Unnamed: 0,review,Cleaned Reviews,POS tagged,Lemma,Vader Sentiment,Vader Analysis
0,Once again Mr. Costner has dragged out a movie...,Once again Mr Costner has dragged out a movie ...,"[(Mr, n), (Costner, n), (dragged, v), (movie, ...",Mr Costner drag movie far long necessary Asi...,0.9373,Positive
1,Story of a man who has unnatural feelings for ...,Story of a man who has unnatural feelings for ...,"[(Story, n), (man, n), (unnatural, a), (feelin...",Story man unnatural feeling pig Starts openi...,0.8176,Positive
2,Bromwell High is a cartoon comedy. It ran at t...,Bromwell High is a cartoon comedy It ran at th...,"[(Bromwell, n), (High, n), (cartoon, n), (come...",Bromwell High cartoon comedy run time progra...,-0.1027,Neutral
3,OK its not the best film I've ever seen but at...,OK its not the best film I ve ever seen but at...,"[(OK, None), (best, a), (film, n), (ever, r), ...",OK best film ever see time able sit watch TW...,0.9222,Positive
4,I was looking forward to this movie.

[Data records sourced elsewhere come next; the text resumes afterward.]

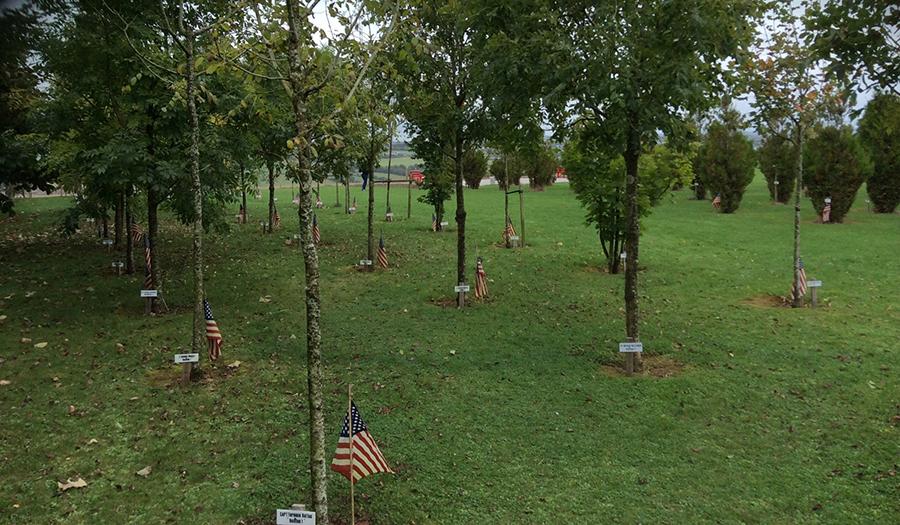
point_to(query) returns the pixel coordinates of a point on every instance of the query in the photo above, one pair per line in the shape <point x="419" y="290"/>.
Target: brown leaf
<point x="69" y="484"/>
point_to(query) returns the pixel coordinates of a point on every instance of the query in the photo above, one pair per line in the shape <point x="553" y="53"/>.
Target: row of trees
<point x="139" y="105"/>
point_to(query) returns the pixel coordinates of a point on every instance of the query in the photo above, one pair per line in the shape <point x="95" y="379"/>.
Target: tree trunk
<point x="243" y="193"/>
<point x="129" y="241"/>
<point x="151" y="233"/>
<point x="315" y="372"/>
<point x="460" y="214"/>
<point x="270" y="165"/>
<point x="120" y="218"/>
<point x="632" y="230"/>
<point x="797" y="299"/>
<point x="199" y="333"/>
<point x="337" y="192"/>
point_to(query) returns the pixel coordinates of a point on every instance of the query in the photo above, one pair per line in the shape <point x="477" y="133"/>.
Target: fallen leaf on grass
<point x="69" y="484"/>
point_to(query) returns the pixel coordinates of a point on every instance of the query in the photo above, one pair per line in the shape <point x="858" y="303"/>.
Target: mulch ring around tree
<point x="655" y="366"/>
<point x="206" y="374"/>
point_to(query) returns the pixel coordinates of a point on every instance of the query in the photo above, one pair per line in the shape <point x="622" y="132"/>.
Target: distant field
<point x="509" y="411"/>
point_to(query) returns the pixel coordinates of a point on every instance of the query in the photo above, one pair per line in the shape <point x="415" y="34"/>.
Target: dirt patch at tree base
<point x="656" y="366"/>
<point x="170" y="377"/>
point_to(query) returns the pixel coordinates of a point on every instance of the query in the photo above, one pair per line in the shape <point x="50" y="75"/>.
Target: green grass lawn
<point x="509" y="411"/>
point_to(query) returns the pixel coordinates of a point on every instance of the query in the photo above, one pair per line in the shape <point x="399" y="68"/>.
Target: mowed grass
<point x="508" y="411"/>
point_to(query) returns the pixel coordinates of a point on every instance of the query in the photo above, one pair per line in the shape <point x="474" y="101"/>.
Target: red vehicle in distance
<point x="417" y="176"/>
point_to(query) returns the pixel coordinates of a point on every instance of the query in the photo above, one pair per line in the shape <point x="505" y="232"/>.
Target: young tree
<point x="726" y="160"/>
<point x="837" y="165"/>
<point x="640" y="69"/>
<point x="442" y="99"/>
<point x="598" y="181"/>
<point x="541" y="164"/>
<point x="879" y="130"/>
<point x="790" y="94"/>
<point x="777" y="160"/>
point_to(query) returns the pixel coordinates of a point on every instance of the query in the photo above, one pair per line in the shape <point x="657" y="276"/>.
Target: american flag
<point x="480" y="280"/>
<point x="357" y="449"/>
<point x="213" y="336"/>
<point x="316" y="235"/>
<point x="802" y="282"/>
<point x="509" y="231"/>
<point x="136" y="234"/>
<point x="382" y="254"/>
<point x="148" y="264"/>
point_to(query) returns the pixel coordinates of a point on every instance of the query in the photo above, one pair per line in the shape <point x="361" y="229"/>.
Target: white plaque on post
<point x="294" y="517"/>
<point x="631" y="348"/>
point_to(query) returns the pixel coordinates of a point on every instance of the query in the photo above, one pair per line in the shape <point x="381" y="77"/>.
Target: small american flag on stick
<point x="136" y="234"/>
<point x="213" y="336"/>
<point x="357" y="450"/>
<point x="509" y="231"/>
<point x="382" y="253"/>
<point x="801" y="283"/>
<point x="480" y="280"/>
<point x="316" y="235"/>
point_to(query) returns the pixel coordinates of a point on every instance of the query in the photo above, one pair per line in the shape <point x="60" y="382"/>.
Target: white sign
<point x="630" y="348"/>
<point x="295" y="517"/>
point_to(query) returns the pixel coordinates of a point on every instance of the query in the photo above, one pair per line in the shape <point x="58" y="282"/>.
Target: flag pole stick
<point x="350" y="432"/>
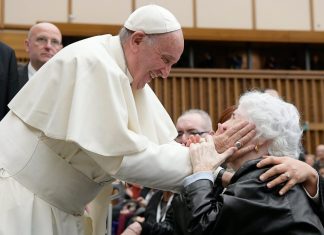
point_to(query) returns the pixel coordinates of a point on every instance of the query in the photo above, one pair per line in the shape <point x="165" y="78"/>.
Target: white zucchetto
<point x="152" y="19"/>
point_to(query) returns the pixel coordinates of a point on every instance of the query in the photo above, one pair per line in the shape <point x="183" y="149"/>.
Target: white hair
<point x="275" y="120"/>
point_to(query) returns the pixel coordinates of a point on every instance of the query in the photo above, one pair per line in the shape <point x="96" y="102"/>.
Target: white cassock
<point x="72" y="128"/>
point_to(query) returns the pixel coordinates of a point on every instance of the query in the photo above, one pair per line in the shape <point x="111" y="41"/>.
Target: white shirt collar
<point x="31" y="70"/>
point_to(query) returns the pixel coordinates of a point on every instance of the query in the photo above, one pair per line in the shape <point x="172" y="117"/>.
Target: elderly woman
<point x="247" y="206"/>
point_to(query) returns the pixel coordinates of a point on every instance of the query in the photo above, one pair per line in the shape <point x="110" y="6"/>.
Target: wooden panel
<point x="214" y="90"/>
<point x="16" y="39"/>
<point x="229" y="14"/>
<point x="318" y="6"/>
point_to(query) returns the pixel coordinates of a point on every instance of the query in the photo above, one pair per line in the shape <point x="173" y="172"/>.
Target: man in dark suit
<point x="43" y="42"/>
<point x="8" y="77"/>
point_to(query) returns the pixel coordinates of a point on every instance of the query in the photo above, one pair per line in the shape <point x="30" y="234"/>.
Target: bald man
<point x="87" y="116"/>
<point x="43" y="42"/>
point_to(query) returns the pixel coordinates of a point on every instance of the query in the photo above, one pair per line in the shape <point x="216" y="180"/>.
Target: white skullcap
<point x="152" y="19"/>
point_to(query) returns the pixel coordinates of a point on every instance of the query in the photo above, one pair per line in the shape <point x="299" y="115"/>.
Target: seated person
<point x="248" y="206"/>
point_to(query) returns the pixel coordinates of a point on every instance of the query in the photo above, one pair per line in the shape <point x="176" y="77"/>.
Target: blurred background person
<point x="43" y="42"/>
<point x="8" y="77"/>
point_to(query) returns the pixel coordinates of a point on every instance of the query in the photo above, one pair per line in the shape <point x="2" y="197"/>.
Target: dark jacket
<point x="8" y="77"/>
<point x="150" y="226"/>
<point x="249" y="207"/>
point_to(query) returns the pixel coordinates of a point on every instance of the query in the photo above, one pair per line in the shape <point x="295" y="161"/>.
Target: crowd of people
<point x="84" y="116"/>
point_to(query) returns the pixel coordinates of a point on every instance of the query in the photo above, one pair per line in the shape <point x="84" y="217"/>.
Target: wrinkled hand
<point x="133" y="229"/>
<point x="289" y="171"/>
<point x="242" y="131"/>
<point x="204" y="157"/>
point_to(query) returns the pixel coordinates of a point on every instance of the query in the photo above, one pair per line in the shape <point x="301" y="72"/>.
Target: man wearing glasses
<point x="43" y="42"/>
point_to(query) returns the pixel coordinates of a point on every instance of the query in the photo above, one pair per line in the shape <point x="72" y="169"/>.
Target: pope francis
<point x="88" y="116"/>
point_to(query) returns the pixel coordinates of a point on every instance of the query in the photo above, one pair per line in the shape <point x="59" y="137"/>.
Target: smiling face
<point x="154" y="56"/>
<point x="44" y="41"/>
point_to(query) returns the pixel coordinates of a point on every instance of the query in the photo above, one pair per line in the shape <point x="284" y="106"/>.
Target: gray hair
<point x="125" y="33"/>
<point x="275" y="120"/>
<point x="204" y="115"/>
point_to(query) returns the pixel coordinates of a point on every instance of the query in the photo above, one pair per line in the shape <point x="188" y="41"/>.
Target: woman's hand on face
<point x="289" y="171"/>
<point x="204" y="157"/>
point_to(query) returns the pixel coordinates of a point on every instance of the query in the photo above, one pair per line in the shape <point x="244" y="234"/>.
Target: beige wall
<point x="100" y="11"/>
<point x="230" y="14"/>
<point x="283" y="14"/>
<point x="27" y="12"/>
<point x="319" y="15"/>
<point x="300" y="15"/>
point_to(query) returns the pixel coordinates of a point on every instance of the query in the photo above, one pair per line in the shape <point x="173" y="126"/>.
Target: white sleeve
<point x="158" y="166"/>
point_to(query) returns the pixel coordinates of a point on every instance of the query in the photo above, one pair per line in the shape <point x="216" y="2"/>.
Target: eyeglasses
<point x="190" y="132"/>
<point x="43" y="41"/>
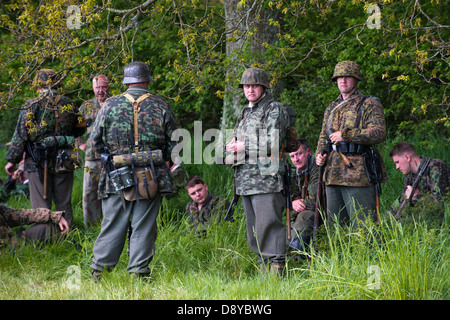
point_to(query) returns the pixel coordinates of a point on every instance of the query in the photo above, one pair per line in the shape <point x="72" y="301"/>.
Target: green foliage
<point x="407" y="261"/>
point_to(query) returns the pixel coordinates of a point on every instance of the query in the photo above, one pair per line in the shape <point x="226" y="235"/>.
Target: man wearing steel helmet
<point x="92" y="206"/>
<point x="51" y="115"/>
<point x="351" y="125"/>
<point x="136" y="121"/>
<point x="259" y="134"/>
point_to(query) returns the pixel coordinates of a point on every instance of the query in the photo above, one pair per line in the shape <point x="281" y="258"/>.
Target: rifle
<point x="306" y="182"/>
<point x="347" y="162"/>
<point x="414" y="187"/>
<point x="230" y="211"/>
<point x="287" y="182"/>
<point x="376" y="184"/>
<point x="321" y="199"/>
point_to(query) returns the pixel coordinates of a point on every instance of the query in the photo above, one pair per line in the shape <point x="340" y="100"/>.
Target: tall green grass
<point x="390" y="261"/>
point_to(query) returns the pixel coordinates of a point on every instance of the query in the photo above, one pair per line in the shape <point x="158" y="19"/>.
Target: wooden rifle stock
<point x="321" y="199"/>
<point x="347" y="162"/>
<point x="414" y="187"/>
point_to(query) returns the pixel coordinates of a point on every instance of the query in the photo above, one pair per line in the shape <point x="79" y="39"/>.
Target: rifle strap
<point x="136" y="109"/>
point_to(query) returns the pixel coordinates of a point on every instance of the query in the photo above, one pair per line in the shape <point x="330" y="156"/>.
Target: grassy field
<point x="390" y="261"/>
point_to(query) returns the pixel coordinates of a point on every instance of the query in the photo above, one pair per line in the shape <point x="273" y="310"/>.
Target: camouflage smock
<point x="213" y="208"/>
<point x="342" y="116"/>
<point x="114" y="129"/>
<point x="434" y="184"/>
<point x="10" y="218"/>
<point x="259" y="176"/>
<point x="89" y="110"/>
<point x="38" y="120"/>
<point x="297" y="181"/>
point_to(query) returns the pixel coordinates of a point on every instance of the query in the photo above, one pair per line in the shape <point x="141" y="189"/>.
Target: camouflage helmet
<point x="255" y="76"/>
<point x="136" y="72"/>
<point x="48" y="77"/>
<point x="346" y="69"/>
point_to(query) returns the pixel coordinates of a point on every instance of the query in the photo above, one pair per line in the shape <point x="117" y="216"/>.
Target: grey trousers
<point x="110" y="242"/>
<point x="350" y="204"/>
<point x="266" y="233"/>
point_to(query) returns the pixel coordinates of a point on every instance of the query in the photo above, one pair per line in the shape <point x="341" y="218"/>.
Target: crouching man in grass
<point x="426" y="185"/>
<point x="204" y="208"/>
<point x="47" y="225"/>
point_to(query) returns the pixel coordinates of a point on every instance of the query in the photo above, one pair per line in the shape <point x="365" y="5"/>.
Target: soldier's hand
<point x="298" y="205"/>
<point x="336" y="137"/>
<point x="321" y="159"/>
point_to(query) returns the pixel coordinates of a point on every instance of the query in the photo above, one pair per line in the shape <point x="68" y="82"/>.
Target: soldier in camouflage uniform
<point x="44" y="228"/>
<point x="92" y="205"/>
<point x="259" y="134"/>
<point x="204" y="207"/>
<point x="304" y="208"/>
<point x="434" y="182"/>
<point x="114" y="133"/>
<point x="48" y="115"/>
<point x="358" y="122"/>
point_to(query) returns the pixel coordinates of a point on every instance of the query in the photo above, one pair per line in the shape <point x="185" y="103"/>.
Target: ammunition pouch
<point x="374" y="166"/>
<point x="147" y="186"/>
<point x="347" y="147"/>
<point x="67" y="159"/>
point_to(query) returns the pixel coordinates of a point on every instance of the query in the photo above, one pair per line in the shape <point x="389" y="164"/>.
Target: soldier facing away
<point x="351" y="124"/>
<point x="259" y="133"/>
<point x="51" y="115"/>
<point x="134" y="122"/>
<point x="92" y="206"/>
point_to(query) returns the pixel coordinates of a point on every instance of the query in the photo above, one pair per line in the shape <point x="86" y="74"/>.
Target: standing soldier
<point x="351" y="125"/>
<point x="48" y="115"/>
<point x="304" y="192"/>
<point x="134" y="123"/>
<point x="92" y="205"/>
<point x="259" y="134"/>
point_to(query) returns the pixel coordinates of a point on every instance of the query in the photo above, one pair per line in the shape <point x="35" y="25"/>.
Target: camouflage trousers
<point x="92" y="206"/>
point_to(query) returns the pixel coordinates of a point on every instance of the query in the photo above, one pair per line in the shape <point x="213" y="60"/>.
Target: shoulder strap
<point x="135" y="104"/>
<point x="360" y="110"/>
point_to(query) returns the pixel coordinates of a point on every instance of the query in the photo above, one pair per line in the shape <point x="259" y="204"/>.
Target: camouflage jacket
<point x="298" y="180"/>
<point x="44" y="116"/>
<point x="263" y="129"/>
<point x="12" y="218"/>
<point x="343" y="116"/>
<point x="214" y="208"/>
<point x="89" y="110"/>
<point x="434" y="184"/>
<point x="114" y="129"/>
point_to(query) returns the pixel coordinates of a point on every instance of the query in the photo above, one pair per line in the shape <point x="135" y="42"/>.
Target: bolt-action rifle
<point x="414" y="187"/>
<point x="321" y="199"/>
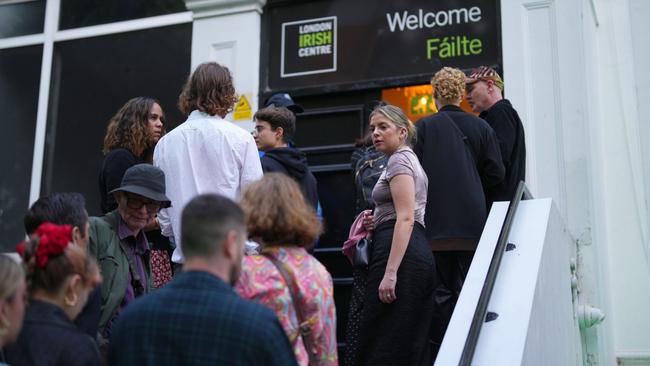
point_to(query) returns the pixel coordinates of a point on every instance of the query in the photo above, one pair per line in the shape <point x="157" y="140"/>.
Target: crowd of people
<point x="202" y="253"/>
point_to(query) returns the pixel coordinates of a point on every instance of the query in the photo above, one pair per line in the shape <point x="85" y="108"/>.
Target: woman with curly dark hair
<point x="131" y="136"/>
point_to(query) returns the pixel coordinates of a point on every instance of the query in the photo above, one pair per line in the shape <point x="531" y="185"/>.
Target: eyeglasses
<point x="136" y="203"/>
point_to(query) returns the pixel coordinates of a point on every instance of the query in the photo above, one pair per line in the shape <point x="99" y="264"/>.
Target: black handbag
<point x="361" y="253"/>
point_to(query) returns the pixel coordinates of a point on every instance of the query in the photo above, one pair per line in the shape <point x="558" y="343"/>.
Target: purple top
<point x="136" y="247"/>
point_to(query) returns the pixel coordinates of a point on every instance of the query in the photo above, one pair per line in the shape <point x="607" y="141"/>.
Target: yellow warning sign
<point x="243" y="110"/>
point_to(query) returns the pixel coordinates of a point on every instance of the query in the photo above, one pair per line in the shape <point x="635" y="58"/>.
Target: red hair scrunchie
<point x="52" y="241"/>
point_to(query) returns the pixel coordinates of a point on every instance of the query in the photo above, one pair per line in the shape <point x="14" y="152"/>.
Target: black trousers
<point x="451" y="268"/>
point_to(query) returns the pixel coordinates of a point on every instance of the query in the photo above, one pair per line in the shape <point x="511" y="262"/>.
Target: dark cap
<point x="484" y="73"/>
<point x="283" y="100"/>
<point x="147" y="181"/>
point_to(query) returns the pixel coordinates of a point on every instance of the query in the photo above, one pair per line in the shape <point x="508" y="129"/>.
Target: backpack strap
<point x="304" y="326"/>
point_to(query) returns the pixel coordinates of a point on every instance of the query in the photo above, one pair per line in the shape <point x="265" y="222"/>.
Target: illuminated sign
<point x="308" y="47"/>
<point x="375" y="42"/>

Trustwort...,I was looking forward to this movie Trustworth...,"[(looking, v), (forward, r), (movie, n), (Trus...",look forward movie Trustworthy actor interes...,0.9353,Positive


### Count the number of positive, negative, neutral reviews.

In [140]:
vader_counts = mydata1['Vader Analysis'].value_counts()
vader_counts

Positive    513
Negative    364
Neutral     151
Name: Vader Analysis, dtype: int64

### The results of Vander sentiment analysis seems to be better in comparison to Textblob

## Saving the data into a new datafram excel

In [141]:
# determining the name of the file
file_name = 'Labelled_data.xlsx'
  
# saving the excel
mydata1.to_excel(file_name)
print('DataFrame is written to Excel File successfully.')

DataFrame is written to Excel File successfully.